Most of you know my love for the television show “How I Met your Mother”. I’ve watched it from day one. I don’t think I’ve missed a single episode. I’ve been dedicated to trying to figure out who the mother is for 6 (i think) LONG years now. {Seriously writers, get to the mother already!}
And Monday night, the show threw a punch at me like nothing else could.

The last episode ended with Robin sharing with Barney that she thought she was pregnant… but upon going to the doctor she learned that she was not able to have kids. (Learning this only days after going to the doctor for the first time, something that only could happen in a 1/2 hour episode… but I digress.)
And Robin learned within a matter of days of having the tests done that she won’t ever be a pole vaulter*. The episode continued throughout with Robin not sure if she ultimately wanted to be a pole vaulter and the ramifications of the possibility being taken away entirely.

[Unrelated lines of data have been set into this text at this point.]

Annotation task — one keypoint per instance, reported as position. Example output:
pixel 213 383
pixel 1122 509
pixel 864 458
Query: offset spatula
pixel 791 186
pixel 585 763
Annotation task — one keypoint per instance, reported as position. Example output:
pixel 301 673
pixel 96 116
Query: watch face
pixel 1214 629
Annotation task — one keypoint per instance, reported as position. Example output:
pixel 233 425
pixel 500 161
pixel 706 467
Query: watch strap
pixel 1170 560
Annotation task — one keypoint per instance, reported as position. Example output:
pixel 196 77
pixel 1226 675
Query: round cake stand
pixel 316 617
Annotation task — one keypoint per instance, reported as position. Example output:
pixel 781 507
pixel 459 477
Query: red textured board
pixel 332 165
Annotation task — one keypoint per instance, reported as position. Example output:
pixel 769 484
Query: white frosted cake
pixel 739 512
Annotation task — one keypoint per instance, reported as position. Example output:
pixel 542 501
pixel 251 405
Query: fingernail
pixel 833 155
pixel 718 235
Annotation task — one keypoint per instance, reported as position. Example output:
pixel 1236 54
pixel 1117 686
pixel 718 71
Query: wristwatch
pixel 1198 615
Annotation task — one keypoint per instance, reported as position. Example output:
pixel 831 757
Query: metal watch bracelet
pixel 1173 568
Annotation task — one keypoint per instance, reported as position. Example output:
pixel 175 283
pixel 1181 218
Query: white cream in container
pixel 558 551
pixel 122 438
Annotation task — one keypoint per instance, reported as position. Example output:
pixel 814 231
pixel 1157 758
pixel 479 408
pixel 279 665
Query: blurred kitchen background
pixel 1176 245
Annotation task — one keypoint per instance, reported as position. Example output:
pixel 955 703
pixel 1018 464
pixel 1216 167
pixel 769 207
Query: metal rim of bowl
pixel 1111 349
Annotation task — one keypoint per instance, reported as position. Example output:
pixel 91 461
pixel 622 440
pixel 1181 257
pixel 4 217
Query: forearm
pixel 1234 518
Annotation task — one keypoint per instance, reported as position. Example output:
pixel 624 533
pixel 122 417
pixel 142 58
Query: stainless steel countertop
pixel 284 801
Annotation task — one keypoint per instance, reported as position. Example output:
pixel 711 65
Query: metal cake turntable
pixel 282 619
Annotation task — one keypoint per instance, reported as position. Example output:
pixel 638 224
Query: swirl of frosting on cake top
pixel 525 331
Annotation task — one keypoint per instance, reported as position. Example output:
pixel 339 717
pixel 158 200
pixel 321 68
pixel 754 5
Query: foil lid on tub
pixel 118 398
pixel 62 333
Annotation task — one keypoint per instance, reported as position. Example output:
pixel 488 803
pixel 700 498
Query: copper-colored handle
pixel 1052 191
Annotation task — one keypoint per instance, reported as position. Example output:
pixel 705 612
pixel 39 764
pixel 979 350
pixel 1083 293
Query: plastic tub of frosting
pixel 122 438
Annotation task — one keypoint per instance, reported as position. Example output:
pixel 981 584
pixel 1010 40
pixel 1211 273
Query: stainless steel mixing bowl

What struck me so hard is that I was told those same things 10 years ago. I would never be a pole vaulter. If I tried, it likely wouldn’t work. And so I have worked to give up the dream of it all. I can’t for certain say that I always wanted to be a pole vaulter, but I had liked the possibility of it being there. I think any woman does. Having that be taken away entirely can make you feel like you are “less than”. Can make you feel like you are missing out on something that you should be able to do.
So after a 1/2 hour sitcom (theoretically a show that should make you laugh), I felt dumbfounded. I felt like I had been punched in the stomach and had to deal with this issue once again in my life. Seeing it on television – for some crazy reason – brought it all back and made it real again.
Why? Because I am Robin.
I will likely be the person that focuses on my career and hobbies, wondering what it’s like to be a pole vaulter like so many of my friends are already. I will likely be able to fulfill the dream of travelling the world and achieving things that some pole vaulters can only dream of doing.
But unless there is an advancement of drugs and medicine over the years, being a pole vaulter won’t become a reality for me. Not to mention there’s still that thing of the lack of relationship – and the fact that I will never be a pole vaulter alone. I need a partner in it all.
The silver lining of the show was that in the year 2030, Ted shares that Robin has a successful career, travelled the globe and has been surrounded her entire life by friends. I hope I can say the same thing in 20+ years. Part of me wishes that Robin had been the one telling Ted’s kids that she was fulfilled with her life. Because part of me wonders what she is thinking in the future.
And I wonder if I will feel the same way when the year 2030 arrives.
*For those that don’t watch “How I Met your Mother”… being a pole vaulter is being a mom/having a child of your own. And while they took a “funny, yet serious” approach to it all (that I attempted to carry through on this post), this is a reality for many women out there, including myself.